While far fewer Americans have died in Iraq, it’s a worse catastrophe for American security than was Vietnam.

We felt the need to fight and stay in Vietnam in large part because of the Domino Theory. That always seemed to me to show far too little confidence in the power of democracy and capitalism, though that view is admittedly easier to come by for those of us who weren’t born until after we left Vietnam.

Today, there is still no reason to believe that there’s any better system than democratic capitalism, and there’s no state competitor ready to exploit our departure from Iraq.

The difference is that the threat of our times, terrorism, is about hitting us at home in a way that communism never did.

Plus, during the Cold War, proxy wars were part of the scene.
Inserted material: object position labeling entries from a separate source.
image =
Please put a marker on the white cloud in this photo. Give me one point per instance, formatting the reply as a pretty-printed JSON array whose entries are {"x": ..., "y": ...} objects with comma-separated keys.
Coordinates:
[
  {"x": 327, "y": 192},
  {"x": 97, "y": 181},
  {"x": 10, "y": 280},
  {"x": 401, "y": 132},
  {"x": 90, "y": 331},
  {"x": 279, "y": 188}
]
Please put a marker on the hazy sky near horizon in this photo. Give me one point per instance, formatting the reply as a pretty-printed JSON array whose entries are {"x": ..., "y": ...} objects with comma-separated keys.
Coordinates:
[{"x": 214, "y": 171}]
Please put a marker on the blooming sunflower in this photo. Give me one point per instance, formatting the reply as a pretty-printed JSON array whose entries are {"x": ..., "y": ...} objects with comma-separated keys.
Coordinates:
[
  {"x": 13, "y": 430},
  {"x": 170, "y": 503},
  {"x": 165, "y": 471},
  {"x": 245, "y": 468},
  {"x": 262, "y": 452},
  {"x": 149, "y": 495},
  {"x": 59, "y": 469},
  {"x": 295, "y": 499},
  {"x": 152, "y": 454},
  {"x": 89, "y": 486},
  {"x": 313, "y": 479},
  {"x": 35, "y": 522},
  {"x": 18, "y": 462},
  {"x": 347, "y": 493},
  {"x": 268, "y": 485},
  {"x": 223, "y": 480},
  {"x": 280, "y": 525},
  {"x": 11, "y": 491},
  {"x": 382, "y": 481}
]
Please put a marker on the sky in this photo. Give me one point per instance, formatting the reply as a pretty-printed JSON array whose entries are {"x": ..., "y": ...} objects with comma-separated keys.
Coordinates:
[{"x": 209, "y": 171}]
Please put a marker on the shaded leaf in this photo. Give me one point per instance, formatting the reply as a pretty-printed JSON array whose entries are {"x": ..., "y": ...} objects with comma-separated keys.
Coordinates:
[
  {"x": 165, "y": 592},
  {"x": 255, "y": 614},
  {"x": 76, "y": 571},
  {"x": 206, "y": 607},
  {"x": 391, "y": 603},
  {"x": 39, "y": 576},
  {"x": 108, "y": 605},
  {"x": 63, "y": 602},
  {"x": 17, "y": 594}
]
But in the post-Cold War era, nearly unilateral invasions of countries were not. The Iraq invasion has had a worse impact on perceptions of the US than did Vietnam.

The groups that calls itself Al Qaeda in Iraq is extremely unpopular there. It will not long survive our departure. But by stirring up a hornet’s nest, we have increased the resentment that helps breed terrorism.

We have also diminished the allure of America, increased willingness to accept Chinese influence, and discredited the concept of democracy— or at least its advocacy by the US— in at least the Middle East and Central Asia, and probably beyond.

The situation in Iraq itself, and what it symbolizes, will haunt us for years in very real and visible ways, unlike the supposed impact on our psyche of Vietnam. We should be so lucky as to see our relations with Iraq and its neighbors in 30 years be like our relations with Vietnam and its neighbors today.